We also used a glucosamine/chondroitin supplement. The name escapes me at the moment, but I got it from my vet initially and then on-line. I'll post the name when it comes back into my tiny little brain.


----------



## oakleysmommy (Feb 20, 2011)

yes i told husband to give him glucosamine as well. we will get that today for him


----------



## Maxs Mom (Mar 22, 2008)

Dausquin by Nutramax is supposed to be the top of the line joint supplement. Nutramax makes Cosequin which I personally love. To me worth the price. I 'think' you have to get Dausquin through a vet I am not sure. 

Good luck... I hate when old loved ones need more help.


----------



## CarolinaCasey (Jun 1, 2007)

Ask about Adequan injections


----------



## rhondas (Sep 10, 2010)

I purchase Dasuquin through Pet Meds. It does not require a prescription because it is a supplement. My integrative vet recommends it highly for all active dogs. I give my 3.5 year old 58 lb male Golden who is extremely healthy (no issues whatsoever) 2 a day because he is so active. Pet Meds will honor anyone's price. Just last month on their website they were charging $100 but I saw it for $75 on another website (not one I was familiar with) and they honored the price and gave free shipping.


----------



## oakleysmommy (Feb 20, 2011)

thank you so much everyone i am going to call the vet about the adequan injections and get him on the Dasuquin instead of the rymadil


----------



## magiclover (Apr 22, 2008)

Does he like to swim? Hydrotherapy pools for dogs are great ways to exercise and strengthen the muscles without putting strain on the joint. Magic did that for the last year and she loved it.


----------



## GoldenCamper (Dec 21, 2009)

oakleysmommy said:


> thank you so much for your advice.

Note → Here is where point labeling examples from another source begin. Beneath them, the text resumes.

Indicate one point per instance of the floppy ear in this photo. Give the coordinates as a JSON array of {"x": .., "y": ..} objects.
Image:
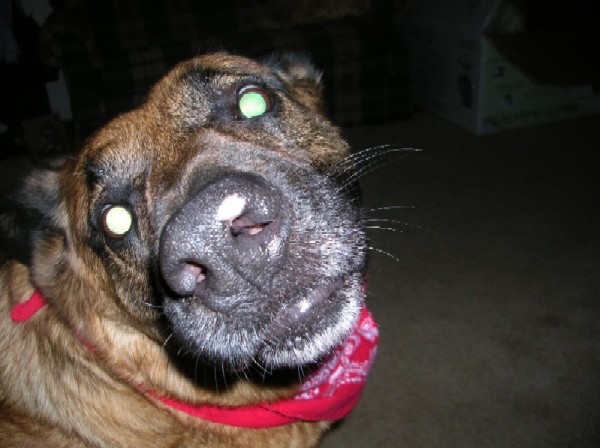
[
  {"x": 301, "y": 74},
  {"x": 26, "y": 213}
]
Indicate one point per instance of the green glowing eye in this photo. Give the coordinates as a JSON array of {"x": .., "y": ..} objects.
[
  {"x": 253, "y": 101},
  {"x": 117, "y": 221}
]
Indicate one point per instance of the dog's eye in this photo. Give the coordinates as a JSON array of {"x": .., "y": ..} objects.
[
  {"x": 116, "y": 221},
  {"x": 253, "y": 101}
]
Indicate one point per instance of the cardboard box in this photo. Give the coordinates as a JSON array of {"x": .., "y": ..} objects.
[{"x": 457, "y": 72}]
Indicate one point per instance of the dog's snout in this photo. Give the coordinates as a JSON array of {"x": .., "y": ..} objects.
[{"x": 226, "y": 238}]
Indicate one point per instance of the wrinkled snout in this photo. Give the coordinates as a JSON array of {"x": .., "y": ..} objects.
[{"x": 227, "y": 239}]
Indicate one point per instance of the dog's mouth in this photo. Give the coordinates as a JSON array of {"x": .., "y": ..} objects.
[
  {"x": 295, "y": 317},
  {"x": 298, "y": 332},
  {"x": 262, "y": 272},
  {"x": 309, "y": 328}
]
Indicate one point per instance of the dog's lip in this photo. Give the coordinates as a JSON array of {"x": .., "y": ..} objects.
[{"x": 292, "y": 318}]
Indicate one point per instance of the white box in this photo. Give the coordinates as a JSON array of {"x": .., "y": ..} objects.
[{"x": 457, "y": 73}]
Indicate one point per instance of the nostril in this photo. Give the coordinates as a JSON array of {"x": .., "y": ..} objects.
[
  {"x": 195, "y": 271},
  {"x": 242, "y": 225},
  {"x": 187, "y": 277}
]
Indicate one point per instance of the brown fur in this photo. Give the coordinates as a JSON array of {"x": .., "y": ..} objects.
[{"x": 55, "y": 392}]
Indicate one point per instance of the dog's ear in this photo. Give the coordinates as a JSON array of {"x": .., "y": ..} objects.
[
  {"x": 301, "y": 74},
  {"x": 26, "y": 213}
]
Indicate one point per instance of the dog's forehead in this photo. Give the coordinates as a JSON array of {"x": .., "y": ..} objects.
[{"x": 212, "y": 71}]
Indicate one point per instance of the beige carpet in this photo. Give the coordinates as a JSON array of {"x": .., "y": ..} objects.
[{"x": 490, "y": 318}]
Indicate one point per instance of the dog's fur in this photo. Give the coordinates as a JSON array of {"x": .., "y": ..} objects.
[{"x": 115, "y": 319}]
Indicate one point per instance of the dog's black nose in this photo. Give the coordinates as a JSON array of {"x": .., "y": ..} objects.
[{"x": 226, "y": 241}]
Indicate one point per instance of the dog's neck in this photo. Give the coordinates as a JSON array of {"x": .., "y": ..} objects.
[{"x": 328, "y": 393}]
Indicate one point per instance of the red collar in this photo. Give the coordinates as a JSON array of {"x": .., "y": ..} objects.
[{"x": 329, "y": 393}]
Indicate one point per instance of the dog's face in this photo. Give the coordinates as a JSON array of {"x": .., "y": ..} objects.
[{"x": 216, "y": 216}]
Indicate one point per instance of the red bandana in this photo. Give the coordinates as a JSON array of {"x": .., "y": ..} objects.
[{"x": 329, "y": 393}]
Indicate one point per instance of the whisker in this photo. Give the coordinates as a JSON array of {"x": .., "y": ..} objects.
[
  {"x": 381, "y": 251},
  {"x": 391, "y": 207},
  {"x": 403, "y": 223},
  {"x": 391, "y": 229}
]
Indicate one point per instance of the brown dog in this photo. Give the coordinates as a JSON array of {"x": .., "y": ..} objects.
[{"x": 196, "y": 252}]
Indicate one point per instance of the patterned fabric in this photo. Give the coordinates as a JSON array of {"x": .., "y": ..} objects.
[{"x": 113, "y": 51}]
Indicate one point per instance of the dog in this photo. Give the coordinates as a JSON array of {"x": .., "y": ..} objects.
[{"x": 194, "y": 276}]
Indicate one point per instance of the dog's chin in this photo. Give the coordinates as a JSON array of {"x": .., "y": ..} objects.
[{"x": 299, "y": 332}]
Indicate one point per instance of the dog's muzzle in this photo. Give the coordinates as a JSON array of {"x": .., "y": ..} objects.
[{"x": 227, "y": 238}]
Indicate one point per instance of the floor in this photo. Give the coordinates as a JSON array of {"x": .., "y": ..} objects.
[
  {"x": 486, "y": 288},
  {"x": 488, "y": 298}
]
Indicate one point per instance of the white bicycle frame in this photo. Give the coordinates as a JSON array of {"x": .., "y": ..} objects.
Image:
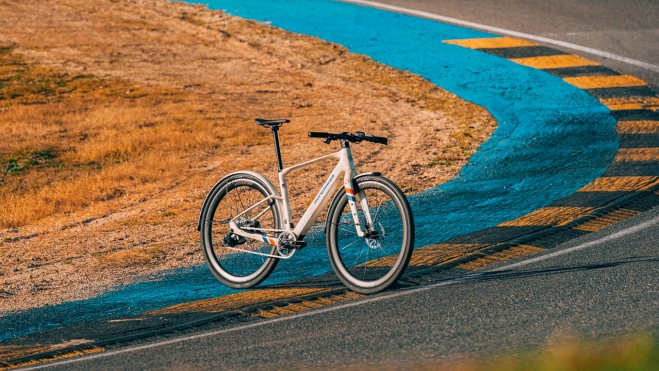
[{"x": 329, "y": 188}]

We will try the fish oil along with the rymadil.


Adding fish oil may allow for a reduction of NSAID's. In this study the NSAID used was Carprofen (Rimadyl)

AVMA - Journal of the American Veterinary Medical Association - 236(5):535 - Abstract

What worked the best for my boy Tucker was acupuncture by a IVAS certified vet. I strongly recommend you give it a try. Try to keep his running and playing from getting too crazy, the endless cycle of inflammation is not a good thing.


----------



## Sweet Girl (Jun 10, 2010)

It's so hard to watch them get older. 

I've had really good success with the natural supplement, Sashas Blend, for my dog's overall joints and stiffness. She was recently diagnosed with osteoarthritis in both front ankles, and is now intermittently on Deramaxx, which has been really helpful for her. No more limping. 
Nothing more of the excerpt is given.